A conservative legal foundation is questioning whether one of America's most beloved national symbols - the bald eagle - still deserves the special protection that some environmentalists, scientists and government regulators credit for reviving the treasured bird.

In a lawsuit filed this week in Minnesota federal court, the Pacific Legal Foundation is seeking to force the U.S. Fish and Wildlife Service to make a final decision on whether to remove the bird from the endangered species list.

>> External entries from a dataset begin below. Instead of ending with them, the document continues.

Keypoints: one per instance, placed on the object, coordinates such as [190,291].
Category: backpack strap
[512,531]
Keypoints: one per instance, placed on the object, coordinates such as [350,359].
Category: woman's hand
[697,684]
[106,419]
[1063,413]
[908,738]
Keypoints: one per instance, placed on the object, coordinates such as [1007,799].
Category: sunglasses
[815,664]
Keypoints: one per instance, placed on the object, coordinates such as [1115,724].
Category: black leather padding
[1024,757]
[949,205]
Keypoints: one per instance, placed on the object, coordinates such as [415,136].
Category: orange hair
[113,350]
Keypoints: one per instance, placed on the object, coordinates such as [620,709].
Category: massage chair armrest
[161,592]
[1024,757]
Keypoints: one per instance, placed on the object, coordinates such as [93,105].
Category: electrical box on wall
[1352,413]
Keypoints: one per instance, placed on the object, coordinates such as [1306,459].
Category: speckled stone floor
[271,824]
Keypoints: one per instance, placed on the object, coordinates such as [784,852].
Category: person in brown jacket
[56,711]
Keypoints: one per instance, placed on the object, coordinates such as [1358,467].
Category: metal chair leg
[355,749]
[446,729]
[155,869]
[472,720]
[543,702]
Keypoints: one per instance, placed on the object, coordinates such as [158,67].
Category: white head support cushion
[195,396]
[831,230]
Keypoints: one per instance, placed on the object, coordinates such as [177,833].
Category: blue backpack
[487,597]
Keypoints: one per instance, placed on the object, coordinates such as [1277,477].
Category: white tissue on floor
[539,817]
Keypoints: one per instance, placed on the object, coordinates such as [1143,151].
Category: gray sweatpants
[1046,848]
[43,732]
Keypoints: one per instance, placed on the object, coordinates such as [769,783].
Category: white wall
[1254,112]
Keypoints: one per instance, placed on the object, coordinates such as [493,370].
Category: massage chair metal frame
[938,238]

The suit comes more than six years after President Clinton announced that the bald eagle would leave the endangered species list by 2000.

The Pacific Legal Foundation - a staunch advocate of private property rights - contends the agency's failure to decide on the eagle's status is encroaching on the rights of landowners. Foundation attorneys are representing a Minnesota man who is barred from building on his rural acreage where there is an active bald eagle's nest.

"The government has put out press releases and declared (the eagle's) recovery a success story, but they've done nothing official to follow through on whether the bird should be removed from the list," said Damien Schiff, a foundation attorney who is representing property owner Edmund Contoski.

The bald eagle - which Congress adopted in 1782 as the national emblem - had all but disappeared by the early 1960s as a result of hunting, loss of habitat and the widespread use of the toxic pesticide DDT. Now, there are more than 6,500 breeding pairs of the birds, fish and wildlife officials say.

Though Clinton announced plans in 1999 to "delist" the bald eagle, the bird has remained protected under the Endangered Species Act as Fish and Wildlife Service officials figure out how to monitor and preserve the population once its protective status is removed.

One holdup, said a Fish and Wildlife Service spokesman, is figuring out how other federal statutes that offer protections to birds and their habitats would extend to the bald eagle.

"The bald eagle really is one of the more unique species that we have to deal with on the list," said Chris Tollefson. "The real impetus behind the amount of time that we've taken on this is to work out how the bird would be managed under the other statutes ... that has proven to be more complex than we initially believed."

Whether the suit over the bald eagle will speed up the agency's review process remains to be seen, but one bald eagle expert said the answer is clear.

"It should be taken off the list," said Brian Walton, coordinator of the Santa Cruz Predatory Bird Research Group at the University of California, Santa Cruz. "This species has had a rapidly increasing population throughout the United States for years."